Despite Balenciaga’s departure from Twitter, the brand is still riling up controversy on the platform. On November 21st, a Twitter user known as @shoe0nhead – real name June Nicole Lapine – took to Twitter to imply that the luxury fashion label is conspiring to exploit children.
She begins by highlighting a selection of photos from Balenciaga’s holiday gifting campaign, which featured child models clutching the brand’s harness-clad teddy bear bags, accessories that debuted at Balenciaga’s Paris Fashion Week Spring/Summer 2023 runway presentation.
While some have objected to Balenciaga’s decision to place the BDSM-inspired bags in the hands of young children, the images in isolation aren’t exactly indicative of a wider conspiracy.
Lapine attempts to strengthen her case by linking the images from an entirely separate campaign promoting Balenciaga’s collaboration with Adidas. The photographs feature the collaborations Three Stripes handbag atop a pile of official-looking documents.
Upon zooming in, one of those documents is revealed to be a comment from United States v. Williams, a Supreme Court ruling that upheld the PROTECT Act. This federal law criminalises advertising, promoting, presenting, or distributing child pornography.
She goes on to cite Balenciaga’s wiped Instagram as further indication of the brand’s supposed guilt. Of course, anyone who follows the company knows that it periodically erases its feed and fills the blank slate with its latest drop.
Just before Lapine’s controversial tweets went viral, Balenciaga’s official Instagram was replenished with imagery of its Spring 2023 Garde-Robe collection, which launched for pre-order on the morning of November 21st.
Some conspiracy theorists began commenting on Balenciaga’s latest posts with references to Lapine’s claims, which have since garnered tens of thousands of likes and retweets. On November 22nd, Balenciaga turned off comments on its Instagram page and posted a story apologising for the drama surrounding its holiday gift campaign.
“Our plush bear bags should not have been featured with children in this campaign,” the statement read. “We have immediately removed the campaign from all platforms.”

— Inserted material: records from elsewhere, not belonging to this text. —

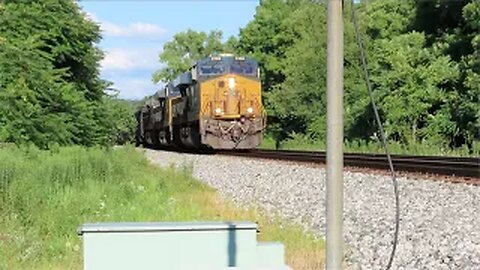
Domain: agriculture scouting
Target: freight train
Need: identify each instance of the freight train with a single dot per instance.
(216, 104)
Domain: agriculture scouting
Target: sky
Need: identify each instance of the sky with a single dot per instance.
(134, 33)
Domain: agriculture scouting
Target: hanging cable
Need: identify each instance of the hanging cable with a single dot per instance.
(382, 134)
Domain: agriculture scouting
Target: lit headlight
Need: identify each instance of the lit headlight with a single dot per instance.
(231, 83)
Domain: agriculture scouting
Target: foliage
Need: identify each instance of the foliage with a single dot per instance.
(46, 195)
(423, 60)
(50, 90)
(185, 49)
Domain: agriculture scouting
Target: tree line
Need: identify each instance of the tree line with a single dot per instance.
(51, 92)
(423, 58)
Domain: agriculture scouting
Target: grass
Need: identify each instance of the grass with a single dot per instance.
(299, 142)
(46, 195)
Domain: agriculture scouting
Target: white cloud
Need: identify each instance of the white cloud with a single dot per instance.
(125, 59)
(137, 29)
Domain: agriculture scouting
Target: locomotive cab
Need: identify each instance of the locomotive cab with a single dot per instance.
(232, 114)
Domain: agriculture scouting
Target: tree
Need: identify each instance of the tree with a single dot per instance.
(184, 50)
(50, 89)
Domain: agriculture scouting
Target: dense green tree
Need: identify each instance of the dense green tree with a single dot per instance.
(268, 36)
(423, 60)
(184, 50)
(50, 90)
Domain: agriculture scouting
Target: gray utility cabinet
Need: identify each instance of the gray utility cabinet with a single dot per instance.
(178, 245)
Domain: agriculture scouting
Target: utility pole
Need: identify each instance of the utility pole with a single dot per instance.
(334, 135)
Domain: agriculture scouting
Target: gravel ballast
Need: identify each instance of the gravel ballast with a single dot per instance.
(440, 222)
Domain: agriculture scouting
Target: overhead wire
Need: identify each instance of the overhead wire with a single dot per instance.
(382, 134)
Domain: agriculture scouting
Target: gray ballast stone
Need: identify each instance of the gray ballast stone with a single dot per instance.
(440, 222)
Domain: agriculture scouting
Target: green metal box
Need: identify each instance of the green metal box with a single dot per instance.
(179, 245)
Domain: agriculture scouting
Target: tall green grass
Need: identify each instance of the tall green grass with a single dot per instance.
(46, 195)
(299, 142)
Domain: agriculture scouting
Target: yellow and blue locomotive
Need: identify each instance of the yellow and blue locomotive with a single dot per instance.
(217, 104)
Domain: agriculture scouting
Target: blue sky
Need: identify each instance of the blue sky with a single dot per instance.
(134, 33)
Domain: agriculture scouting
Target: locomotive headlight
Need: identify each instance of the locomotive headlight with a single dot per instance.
(231, 83)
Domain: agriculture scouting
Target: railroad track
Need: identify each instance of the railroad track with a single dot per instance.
(449, 166)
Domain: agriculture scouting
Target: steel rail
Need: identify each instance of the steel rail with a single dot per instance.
(449, 166)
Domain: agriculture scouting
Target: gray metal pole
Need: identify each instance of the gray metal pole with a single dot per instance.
(334, 136)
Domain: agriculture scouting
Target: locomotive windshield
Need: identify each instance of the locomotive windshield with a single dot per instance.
(211, 69)
(244, 68)
(219, 66)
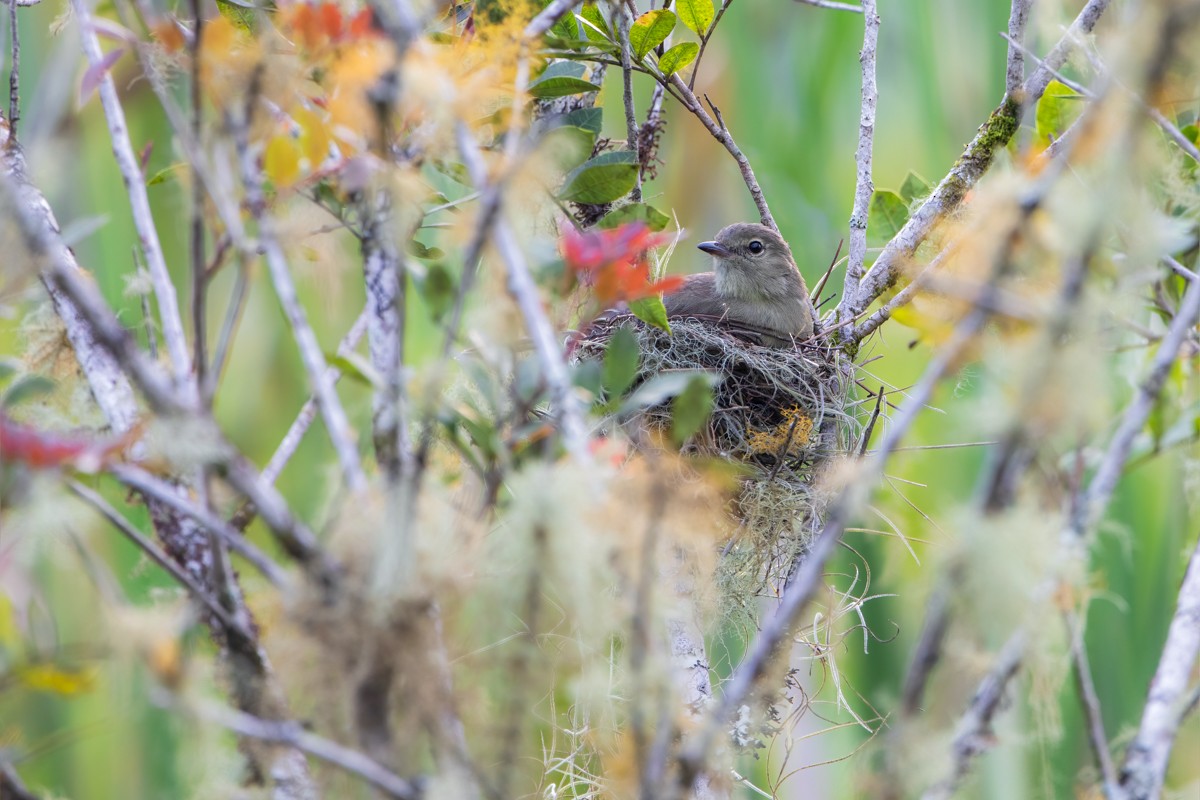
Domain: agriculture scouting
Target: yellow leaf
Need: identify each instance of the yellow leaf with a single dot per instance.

Two hours later, Balenciaga posted a follow-up story addressing those questionable court documents. “We are taking legal action against the parties responsible for creating the set and including unapproved items for our Spring 23 campaign photoshoot,” it clarified. “We stand for children safety and well-being.”
Although it may be tempting to buy into Lapine’s sensationalist story, she presents zero evidence that Balenciaga is, as she implies, involved in some sort of child abuse ring. While her claim that the photo featuring a copy of United States v. Williams is part of the same campaign featuring Balenciaga’s teddy bears was clearly misinformed.